Tra l'altro, il cantiere è ormai fermo da otto mesi e
la riapertura, in un primo tempo prevista a settembre
scorso, sembra ulteriormente rimandata tra dicembre e i
primi mesi del 2012.
Facendo un passo indietro, al gennaio 2008, le
speranze di un rilancio in grande stile delle nostre Terme
si erano riaccese con un maxi-finanziamento da 33,5 milioni
di euro concessi da un pool di banche capeggiato da Bnl. I
finanziamenti per investimenti immobiliari di tale portata
sarebbero stati erogati a fronte di specifici
giustificativi: fatture di acquisto di materiali e di lavori
edili, notule di tecnici e professionisti e quant'altro
necessita al completamento del piano industriale concordato.
L'erogazione avviene insomma in base allo stato di
avanzamento delle opere.
I prestiti per 28 milioni dovranno essere rimborsati in 15
anni e per 5,5 milioni (è la parte che riguarda
l'Iva) in 5. Nei primi 4 anni le rate saranno composte dai
soli interessi, poi toccherà anche alle quote di
capitale. A garanzia, le Terme hanno acceso ipoteche per
complessivi 56 milioni di euro sui beni strumentali,
cioè Tettuccio, Excelsior, Torretta e gli altri
stabilimenti di cura.
Il cantiere per i lavori alle Leopoldine sono partiti
all'inizio di aprile 2009. Dal 1° dicembre 2008 era
già attivo il precantiere per la bonifica dei vecchi
impianti, che ancora contenevano parti in amianto. Il primo
taglio del nastro è avvenuto a metà 2009 per
il reparto inalatorio delle Terme Redi. Sempre qui, a
metà 2010, ha aperto la balneofangoterapia.

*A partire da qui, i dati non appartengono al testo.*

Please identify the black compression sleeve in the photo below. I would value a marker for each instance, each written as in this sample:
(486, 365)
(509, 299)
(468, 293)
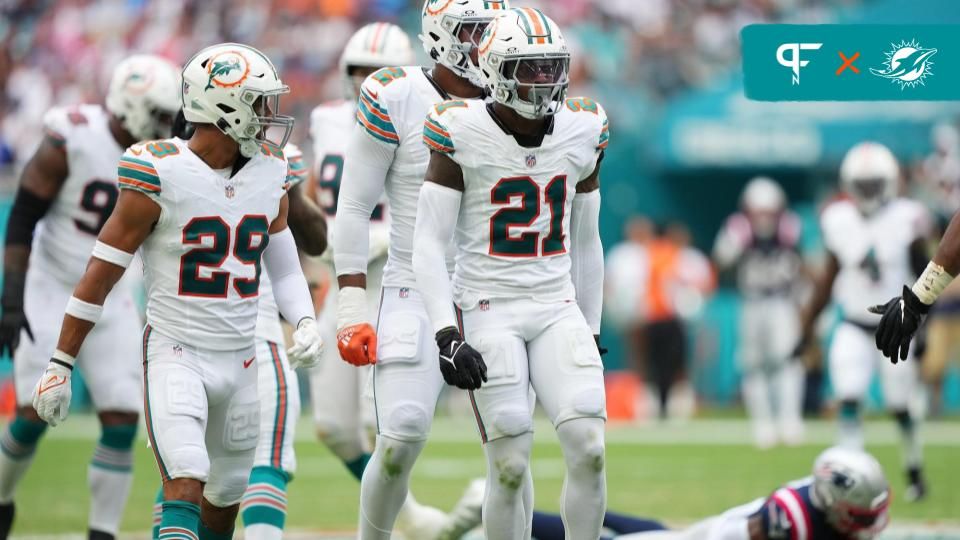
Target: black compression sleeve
(26, 212)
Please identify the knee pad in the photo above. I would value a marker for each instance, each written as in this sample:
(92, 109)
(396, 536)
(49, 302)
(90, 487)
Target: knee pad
(119, 437)
(396, 457)
(407, 421)
(510, 423)
(850, 410)
(510, 471)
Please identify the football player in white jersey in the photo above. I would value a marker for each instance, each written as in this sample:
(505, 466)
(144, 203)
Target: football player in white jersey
(204, 213)
(68, 188)
(342, 406)
(875, 241)
(385, 153)
(761, 244)
(515, 185)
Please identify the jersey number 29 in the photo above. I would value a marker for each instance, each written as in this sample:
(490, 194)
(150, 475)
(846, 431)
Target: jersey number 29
(212, 257)
(530, 243)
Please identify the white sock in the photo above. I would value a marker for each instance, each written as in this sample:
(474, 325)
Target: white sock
(584, 500)
(505, 506)
(262, 531)
(756, 398)
(110, 476)
(384, 487)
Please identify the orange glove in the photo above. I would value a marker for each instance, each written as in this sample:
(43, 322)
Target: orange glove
(358, 344)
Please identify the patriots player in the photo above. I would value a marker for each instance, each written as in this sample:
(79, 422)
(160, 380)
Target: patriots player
(514, 184)
(206, 214)
(385, 153)
(761, 244)
(342, 409)
(846, 498)
(67, 188)
(875, 241)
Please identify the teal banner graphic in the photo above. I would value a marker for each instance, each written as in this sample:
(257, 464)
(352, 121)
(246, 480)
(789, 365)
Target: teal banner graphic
(851, 62)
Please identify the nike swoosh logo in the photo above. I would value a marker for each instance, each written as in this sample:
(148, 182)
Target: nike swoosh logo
(52, 383)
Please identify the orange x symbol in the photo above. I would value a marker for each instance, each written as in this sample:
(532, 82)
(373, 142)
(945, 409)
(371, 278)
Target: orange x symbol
(848, 62)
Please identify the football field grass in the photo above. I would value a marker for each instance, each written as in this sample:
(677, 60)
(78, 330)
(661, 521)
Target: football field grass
(675, 473)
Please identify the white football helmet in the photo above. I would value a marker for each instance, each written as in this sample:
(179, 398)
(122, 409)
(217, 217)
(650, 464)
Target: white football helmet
(523, 49)
(850, 487)
(869, 175)
(376, 45)
(236, 88)
(763, 201)
(452, 28)
(144, 95)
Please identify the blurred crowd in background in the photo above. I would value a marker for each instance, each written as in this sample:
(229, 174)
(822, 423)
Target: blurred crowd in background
(637, 57)
(63, 51)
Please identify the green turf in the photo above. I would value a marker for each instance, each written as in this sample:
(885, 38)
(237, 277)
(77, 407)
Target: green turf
(674, 482)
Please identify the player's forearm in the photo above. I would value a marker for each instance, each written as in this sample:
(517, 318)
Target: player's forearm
(289, 285)
(307, 222)
(587, 257)
(83, 309)
(437, 211)
(365, 171)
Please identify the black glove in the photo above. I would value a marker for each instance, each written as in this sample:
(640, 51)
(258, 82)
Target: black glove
(600, 349)
(461, 365)
(13, 318)
(902, 317)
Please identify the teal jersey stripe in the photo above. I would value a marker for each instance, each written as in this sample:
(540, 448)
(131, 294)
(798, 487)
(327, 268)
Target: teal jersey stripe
(136, 161)
(376, 120)
(439, 139)
(140, 176)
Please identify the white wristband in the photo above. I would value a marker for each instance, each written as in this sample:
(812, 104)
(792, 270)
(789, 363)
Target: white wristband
(351, 306)
(84, 310)
(931, 283)
(64, 358)
(112, 255)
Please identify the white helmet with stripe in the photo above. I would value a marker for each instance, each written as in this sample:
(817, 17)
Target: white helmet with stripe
(869, 175)
(451, 29)
(525, 63)
(236, 88)
(376, 45)
(144, 94)
(850, 487)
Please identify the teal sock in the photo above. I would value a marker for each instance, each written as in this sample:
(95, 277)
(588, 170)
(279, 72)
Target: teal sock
(357, 466)
(157, 513)
(207, 534)
(265, 501)
(180, 521)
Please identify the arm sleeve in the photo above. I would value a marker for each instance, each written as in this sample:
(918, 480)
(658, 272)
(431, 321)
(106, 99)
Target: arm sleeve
(289, 286)
(586, 255)
(437, 211)
(365, 172)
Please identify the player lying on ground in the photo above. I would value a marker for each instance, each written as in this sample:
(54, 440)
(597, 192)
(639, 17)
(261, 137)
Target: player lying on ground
(523, 306)
(875, 240)
(847, 497)
(204, 213)
(67, 187)
(386, 154)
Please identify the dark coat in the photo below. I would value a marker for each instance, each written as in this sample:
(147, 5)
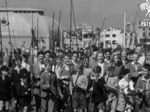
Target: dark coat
(5, 88)
(49, 79)
(23, 99)
(98, 91)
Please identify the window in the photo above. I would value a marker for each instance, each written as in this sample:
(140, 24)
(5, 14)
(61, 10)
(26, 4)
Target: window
(107, 35)
(114, 35)
(114, 42)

Ma il momento più atteso restava e resta quello
dell'inaugurazione della piscina di Fuksas alle Leopoldine,
prevista - secondo i piani fatti nel 2008 - per l'ottobre
2010 o comunque entro la fine dello stesso anno. Sul finire
del 2011 sarebbe toccato al «Bagno romano» delle
Leopoldine. In totale per questo stabilimento dovevano
essere spesi 15,5 milioni. Quasi 8 milioni erano destinati
alle Redi; 2,5 milioni alla prima fase dei restauri di
Tettuccio e Regina, che alle fine avranno un costo di 5
milioni, il cui 40-50% sarà coperto da un contributo
a fondo perduto del Ministero dei beni culturali tramite la
Soprintendenza di Firenze, di cui al momento non si ha
notizia.
Altri soldi servirebbero per le Terme Rinfresco e Tamerici e
per la captazione di nuove sorgenti sulle colline.